Ficamos em silêncio até eu poder avistar o hotel. O hotel era lindo, de frente para a praia. Bem localizado, e decorado de forma simples e aconchegante. Chamava atenção ao longe. Olhei de esguelha para Igor, ele olhava o céu. A luz da lua batia diretamente em seu rosto bronzeado. Segui seu olhar, olhando as estrelas. Estava uma noite muito, muito linda. Tropecei, já que olhava a lua e senti um aperto forte no braço, me devolvendo o equilíbrio e me ajeitando.
– Cuidado. – ele disse, ainda segurando meu braço e voltando a caminhar.
– Ops. – murmurei.
– Efeito da coca cola também inclui paixão pelo chão?
– Oh não. Não preciso da coca cola pra isso.
– Não duvido. – A mão dele escorregou do meu braço e desceu parando no pulso. Sua expressão adquiriu um quê de curiosidade. Amaldiçoei as batidas do meu coração, que pareciam até mesmo audíveis. Me perguntei se ele conseguia sentir as batidas no meu coração pelo meu pulso. E pelo sorrisinho estúpido dele julguei que sim, mas mesmo envergonhada não puxei a mão. Continuamos caminhando, a mão dele esquentando meu pulso. Entramos no hotel, que estava razoavelmente vazio. Olhei as horas, quase 9 da noite. Ele parou no meio do hall.

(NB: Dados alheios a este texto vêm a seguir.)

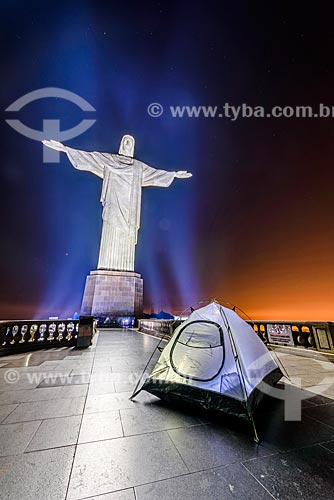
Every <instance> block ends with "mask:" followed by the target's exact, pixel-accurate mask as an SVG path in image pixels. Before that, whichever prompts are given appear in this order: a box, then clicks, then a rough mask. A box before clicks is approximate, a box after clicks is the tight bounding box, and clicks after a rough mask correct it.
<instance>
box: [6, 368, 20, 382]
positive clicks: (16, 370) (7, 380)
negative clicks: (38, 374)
mask: <svg viewBox="0 0 334 500" xmlns="http://www.w3.org/2000/svg"><path fill="white" fill-rule="evenodd" d="M4 379H5V382H6V383H7V384H16V382H18V381H19V380H20V374H19V372H18V371H17V370H6V371H5V374H4Z"/></svg>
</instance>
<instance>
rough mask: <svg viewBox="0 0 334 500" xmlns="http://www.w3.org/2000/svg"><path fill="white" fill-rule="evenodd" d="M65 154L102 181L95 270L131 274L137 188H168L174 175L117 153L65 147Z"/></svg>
mask: <svg viewBox="0 0 334 500" xmlns="http://www.w3.org/2000/svg"><path fill="white" fill-rule="evenodd" d="M66 153H67V156H68V158H69V160H70V161H71V163H72V164H73V166H74V167H75V168H77V169H78V170H86V171H88V172H92V173H93V174H95V175H97V176H99V177H101V179H103V184H102V193H101V203H102V205H103V212H102V219H103V225H102V237H101V244H100V255H99V262H98V269H109V270H118V271H134V260H135V246H136V244H137V234H138V230H139V227H140V209H141V188H142V187H146V186H157V187H168V186H170V185H171V183H172V182H173V180H174V177H175V172H166V171H165V170H157V169H155V168H152V167H149V166H148V165H146V164H145V163H143V162H141V161H138V160H135V159H133V158H130V157H128V156H122V155H117V154H110V153H98V152H91V153H90V152H87V151H80V150H77V149H72V148H66Z"/></svg>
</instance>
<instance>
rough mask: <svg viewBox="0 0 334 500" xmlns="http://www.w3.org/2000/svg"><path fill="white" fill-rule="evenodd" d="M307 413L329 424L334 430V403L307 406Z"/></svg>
mask: <svg viewBox="0 0 334 500" xmlns="http://www.w3.org/2000/svg"><path fill="white" fill-rule="evenodd" d="M305 413H306V415H308V416H309V417H311V418H313V419H315V420H317V421H319V422H322V423H323V424H326V425H329V426H330V427H332V428H333V431H334V403H332V404H326V405H321V406H314V407H312V408H307V409H306V410H305Z"/></svg>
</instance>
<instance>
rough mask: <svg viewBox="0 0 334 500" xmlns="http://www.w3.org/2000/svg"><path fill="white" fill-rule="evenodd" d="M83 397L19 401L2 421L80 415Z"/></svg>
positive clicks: (34, 419) (32, 419)
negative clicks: (10, 411)
mask: <svg viewBox="0 0 334 500" xmlns="http://www.w3.org/2000/svg"><path fill="white" fill-rule="evenodd" d="M84 404H85V398H68V399H59V398H58V399H54V400H51V401H36V402H34V403H21V404H20V405H19V406H18V407H17V408H16V409H15V410H14V411H13V412H12V413H11V414H10V415H9V416H8V417H7V418H6V420H5V422H4V423H6V424H7V423H15V422H25V421H29V420H44V419H47V418H55V417H70V416H73V415H81V414H82V412H83V408H84Z"/></svg>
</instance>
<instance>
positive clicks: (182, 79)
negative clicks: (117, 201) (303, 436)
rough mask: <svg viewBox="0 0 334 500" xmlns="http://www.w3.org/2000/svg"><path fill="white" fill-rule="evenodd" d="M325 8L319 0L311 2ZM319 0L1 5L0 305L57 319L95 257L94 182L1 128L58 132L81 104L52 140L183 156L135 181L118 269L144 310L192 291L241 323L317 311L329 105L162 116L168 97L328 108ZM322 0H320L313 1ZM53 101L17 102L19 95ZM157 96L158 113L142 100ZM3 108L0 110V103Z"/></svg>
mask: <svg viewBox="0 0 334 500" xmlns="http://www.w3.org/2000/svg"><path fill="white" fill-rule="evenodd" d="M326 6H327V7H326ZM329 6H330V3H329V2H326V3H322V2H318V3H316V4H313V3H312V4H307V3H305V2H289V3H286V4H284V3H281V2H261V3H260V2H233V3H232V2H228V1H212V0H206V1H196V2H194V1H186V0H183V1H182V0H181V1H180V0H179V1H172V0H168V1H160V2H158V1H144V0H143V1H141V2H138V1H134V2H131V1H127V2H118V1H112V0H111V1H108V2H100V1H96V0H94V1H93V0H91V1H84V0H82V1H80V2H75V1H63V0H58V1H57V2H52V3H50V2H46V1H43V2H42V1H31V2H13V1H5V0H4V1H2V2H1V31H0V37H1V47H2V58H1V88H0V99H1V109H2V115H3V116H2V120H1V122H0V128H1V135H0V138H1V139H0V140H1V167H0V193H1V195H0V227H1V233H0V234H1V236H0V238H1V240H0V241H1V245H0V252H1V258H0V279H1V282H0V283H1V286H0V318H2V319H16V318H25V319H30V318H45V317H48V316H50V315H52V316H60V317H68V316H72V314H73V313H74V312H75V311H78V310H79V309H80V303H81V297H82V293H83V287H84V282H85V278H86V275H87V274H89V272H90V271H91V270H94V269H96V265H97V259H98V248H99V240H100V232H101V226H102V220H101V208H102V207H101V205H100V203H99V197H100V191H101V180H100V179H99V178H97V177H95V176H93V175H91V174H89V173H86V172H79V171H77V170H75V169H74V168H73V167H72V166H71V164H70V163H69V161H68V159H67V157H66V156H65V155H63V156H62V157H61V162H60V163H49V164H44V163H43V155H42V145H41V144H40V143H39V142H37V141H33V140H30V139H28V138H26V137H23V136H22V135H20V134H18V133H17V132H15V131H14V130H13V129H12V128H10V127H9V126H8V125H7V124H6V122H5V120H6V119H9V118H18V119H20V120H21V121H22V122H23V123H25V124H26V125H27V126H29V127H32V128H35V129H41V128H42V122H43V119H60V120H61V128H62V129H63V130H65V129H68V128H71V127H73V126H75V125H77V123H78V122H80V121H81V120H82V119H83V118H96V123H95V125H94V126H93V127H91V128H90V129H89V130H88V131H87V132H85V133H84V134H82V135H80V136H79V137H76V138H75V139H71V140H69V141H66V144H67V145H68V146H71V147H74V148H78V149H84V150H95V151H109V152H117V151H118V146H119V142H120V139H121V137H122V135H123V134H125V133H129V134H132V135H134V136H135V138H136V150H135V156H136V157H137V158H138V159H140V160H142V161H144V162H145V163H147V164H149V165H151V166H153V167H157V168H162V169H165V170H189V171H191V172H192V173H193V177H192V178H191V179H187V180H180V179H176V180H175V181H174V183H173V184H172V186H170V187H169V188H168V189H159V188H145V189H143V201H142V216H141V229H140V232H139V242H138V245H137V251H136V271H137V272H140V273H141V274H142V276H143V278H144V293H145V309H146V311H148V312H150V311H151V308H153V309H154V310H160V309H162V308H163V309H164V310H168V311H174V312H179V311H181V310H182V309H184V308H186V307H187V306H189V305H190V304H192V303H194V302H195V301H197V300H200V299H208V298H210V297H216V298H219V299H221V300H226V301H229V302H232V303H235V304H236V305H238V306H239V307H241V308H242V309H244V310H245V311H246V312H247V313H248V314H249V315H250V316H251V317H253V318H254V319H299V320H306V319H314V320H316V319H320V320H333V319H334V314H333V309H334V308H333V305H334V263H333V256H334V224H333V215H334V167H333V158H334V140H333V137H334V118H312V119H311V118H289V119H287V118H280V119H274V118H264V119H261V118H243V119H241V118H240V119H237V120H235V121H232V120H230V119H228V118H218V117H217V118H204V117H201V118H197V119H196V118H185V117H184V118H172V117H171V115H170V114H169V112H168V107H169V106H170V105H172V106H176V105H180V106H186V105H189V106H193V105H194V106H199V105H203V106H206V105H212V106H215V105H217V106H222V105H223V104H224V103H226V102H228V103H230V104H231V105H234V106H238V105H241V104H242V103H247V104H248V105H252V106H263V107H265V108H266V109H269V110H270V108H272V107H273V106H276V105H278V106H286V105H290V106H296V105H310V106H314V107H315V108H316V107H317V106H318V104H319V103H323V104H325V105H327V106H334V56H333V48H334V30H333V18H332V15H331V12H330V7H329ZM327 9H328V10H327ZM44 87H59V88H62V89H66V90H70V91H72V92H74V93H76V94H78V95H80V96H81V97H83V98H84V99H86V100H87V101H88V102H89V103H90V104H91V105H92V106H94V108H95V109H96V113H93V116H90V115H91V114H90V113H87V112H83V111H81V110H80V109H79V108H77V107H76V106H75V105H74V104H72V103H70V102H67V101H63V100H61V99H54V98H53V99H51V98H50V99H42V100H39V101H36V102H33V103H30V104H29V105H27V106H26V107H25V108H23V109H22V110H21V111H20V112H17V113H16V114H15V116H14V113H11V114H10V113H8V112H6V111H5V109H6V108H7V107H8V106H9V105H10V104H11V103H12V102H14V101H15V100H16V99H18V98H19V97H21V96H23V95H24V94H26V93H28V92H30V91H33V90H36V89H40V88H44ZM152 102H159V103H161V104H162V105H163V107H164V108H165V113H164V114H163V115H162V116H161V117H159V118H152V117H150V116H149V115H148V114H147V106H148V105H149V104H150V103H152ZM9 114H10V115H11V116H9Z"/></svg>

– Você já quer subir? Está meio cedo...
– E pra onde iríamos?
– Praia. Senhorita óbvia.
– Ah, a praia... – parei, pensando nas possibilidades. Eu poderia ficar com meu lindo livrinho no meu quarto, bem tranquila, até cair no sono. Assistir algum filme que passasse na TV a cabo. Ou sair com ele. A presença dele me agradava, é claro. Ele era legal, e me deixava à vontade ao conversar com ele. Mas tinha também o receio.
– Então...? – ele interrompeu meus pensamentos. Pisquei rapidamente, e ele me olhou meio que sugestivamente. Eu sabia que devia dizer não. Mas, mais uma vez, fui vencida. Totalmente derrotada murmurei.
– Não posso voltar tarde. – ele pegou meu pulso novamente e fomos caminhando pra praia.
Na praia ficamos andando sem rumo, apenas caminhando e conversando. Igor me fazia rir toda hora com suas piadas idiotas e gestos exagerados enquanto explicava algo. Percebi que estava gostando de ficar com ele, trocando palavras sobre bandas e músicas. Estava gostando mesmo... Nossos pés estavam descalços, sentindo a areia acariciá-los de forma agradável. Nossos tênis estavam presos em nossas mãos e às vezes Igor sacudia o dele enquanto gesticulava e falavam, de forma engraçada. E vermelha de tanto rir eu acabava esbarrando nele e ele em mim, o toque dele, mesmo que por pequenos instantes, me arrepiava. O mar batia contra a areia, chiando de leve, me deixando calma e a vontade. O cheiro de maresia conhecida no meu nariz fazia meu peito estremecer de prazer, ainda mais com aquela companhia. Até que de tanto esbarrar sentei na areia, cansada demais para andar. Igor riu, sentando-se ao meu lado.